Even if someone, foreigner or Pakistani, does step up, they and the government may end up regretting the political repercussions. Many employees, through unions, would work to prevent any sell-off of their companies that would mean losing their jobs and — more important for some — the side benefits they get from bribes and corruption. Some politically connected private businessmen who have contracts with state-owned companies also may prefer the existing arrangements.

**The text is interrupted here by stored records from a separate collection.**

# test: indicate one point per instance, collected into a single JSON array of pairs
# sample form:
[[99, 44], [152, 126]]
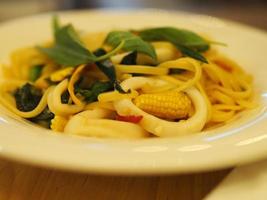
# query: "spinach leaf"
[[91, 94], [27, 97], [129, 59], [188, 42], [35, 72], [45, 115], [69, 50], [132, 43]]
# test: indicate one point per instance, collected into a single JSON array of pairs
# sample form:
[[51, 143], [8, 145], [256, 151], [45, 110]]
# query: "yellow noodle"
[[74, 78], [141, 69]]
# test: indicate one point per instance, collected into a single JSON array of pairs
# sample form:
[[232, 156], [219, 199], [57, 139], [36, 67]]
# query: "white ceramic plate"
[[241, 141]]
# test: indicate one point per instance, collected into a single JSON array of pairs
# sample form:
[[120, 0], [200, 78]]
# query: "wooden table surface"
[[24, 182]]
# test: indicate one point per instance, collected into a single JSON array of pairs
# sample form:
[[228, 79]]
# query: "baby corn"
[[169, 105]]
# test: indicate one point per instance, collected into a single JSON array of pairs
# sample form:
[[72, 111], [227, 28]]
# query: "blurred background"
[[252, 12]]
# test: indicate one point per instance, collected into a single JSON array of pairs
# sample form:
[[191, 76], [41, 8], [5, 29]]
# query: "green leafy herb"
[[45, 115], [132, 43], [44, 118], [35, 72], [27, 97], [189, 43], [69, 50], [91, 94], [129, 59]]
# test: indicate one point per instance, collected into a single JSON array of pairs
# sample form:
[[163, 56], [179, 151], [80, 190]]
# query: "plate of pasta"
[[132, 92]]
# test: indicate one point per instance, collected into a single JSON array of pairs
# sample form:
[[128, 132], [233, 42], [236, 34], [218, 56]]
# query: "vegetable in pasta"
[[162, 81]]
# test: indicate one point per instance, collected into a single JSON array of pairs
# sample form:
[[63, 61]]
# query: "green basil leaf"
[[176, 36], [35, 72], [132, 43], [192, 53], [188, 42], [55, 24], [27, 97], [91, 94], [129, 59]]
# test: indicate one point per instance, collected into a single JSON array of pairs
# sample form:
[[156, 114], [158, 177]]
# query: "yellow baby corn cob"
[[58, 123], [61, 74], [169, 105]]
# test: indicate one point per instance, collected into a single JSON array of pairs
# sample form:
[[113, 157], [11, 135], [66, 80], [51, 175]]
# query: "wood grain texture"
[[23, 182]]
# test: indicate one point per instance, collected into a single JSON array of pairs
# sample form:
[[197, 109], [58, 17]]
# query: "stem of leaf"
[[111, 53]]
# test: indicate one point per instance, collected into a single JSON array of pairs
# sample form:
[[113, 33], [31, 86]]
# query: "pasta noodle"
[[130, 93]]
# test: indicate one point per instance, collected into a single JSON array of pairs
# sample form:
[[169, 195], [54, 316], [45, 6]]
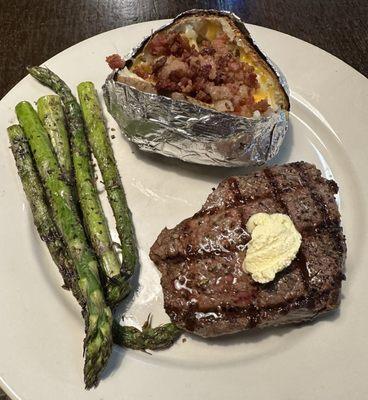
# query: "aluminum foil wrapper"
[[192, 133]]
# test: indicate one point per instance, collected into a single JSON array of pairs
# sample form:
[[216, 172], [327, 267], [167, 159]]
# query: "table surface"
[[32, 31]]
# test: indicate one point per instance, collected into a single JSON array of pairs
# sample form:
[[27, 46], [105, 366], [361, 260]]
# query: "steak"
[[205, 288]]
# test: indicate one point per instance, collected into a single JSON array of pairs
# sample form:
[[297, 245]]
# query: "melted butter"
[[274, 245]]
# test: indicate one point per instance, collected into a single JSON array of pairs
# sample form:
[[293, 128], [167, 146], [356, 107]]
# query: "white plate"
[[41, 331]]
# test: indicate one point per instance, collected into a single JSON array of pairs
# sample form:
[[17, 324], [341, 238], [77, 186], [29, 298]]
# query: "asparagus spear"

The courts are another potential roadblock. For instance, past attempts to privatize Pakistan Steel Mills — another long struggling state-owned enterprise that just last month was promised a bailout of about $112 million — were blocked by the judiciary over land issues. So even if unions are weak, a disgruntled employee can simply turn to the courts and stall reform efforts.
Werner Liepach, country director in Pakistan for the Asian Development Bank, said he’s been impressed by the apparent resolve of Sharif and his government to address the thorny economic issues here, which, alongside the losses of the public sector firms also include the problems in the power sector and the unusually low levels of tax collection. The economic situation is so dire Pakistan may have to seek another bailout from the International Monetary Fund.
But as far as state-owned enterprises go, “I wouldn’t go for privatization right away. I would go for corporatization,” Liepach said. “Just run these companies like companies, and not like government departments. Privatize the management — put in managers that you appoint with a proper mandate.”
The state airline is considered a leading candidate for reform and, in the long-term, privatization, but even there the pitfalls are many, and past efforts aimed at reforming PIA have gone nowhere.
In 2011, its leadership tried to push through a plan to share some routes with Turkish Airlines, billing it as a money-saving move. But the unions protested, saying it would cost employees jobs and pay. They went on strike for four days, leading to at least 250 cancelled flights and daily losses of 500 million rupees, then the equivalent of about $6 million. The airline’s managing director quit and the route-sharing plan was scrapped.
PIA has had six managing directors since the start of 2008, according to spokesman Mashhood Tajwar. The airline is in such bad financial shape that out of the 38 aircraft it owns, six are unusable because the airline can’t afford to fix them. Many of the others, as they age, are getting more expensive to maintain each year.
With 17,500 regular employees and just 32 functioning planes — numbers given by Tajwar — the airline’s employee per aircraft ratio is roughly 545 to 1. Other bigger, more successful airlines, such as Delta, American and United, operate with a ratio of less than 120 to 1. Tajwar admits there’s overstaffing, but says PIA employees don’t earn as much as those of other carriers.
Perhaps the biggest task for Sharif and his aides as they take the reins will be to actually establish the scope of the problems at PIA and other state-owned firms. Despite estimates thrown out there, nobody really knows how much money such public sector enterprises are bleeding through incompetence, graft or other reasons.
“I don’t trust any numbers here,” Liepach said. “The first step if you want to get restructuring of state-owned enterprises is to do a very credible, independent both financial and operational audit. The current accounts, for me, they are very doubtful.”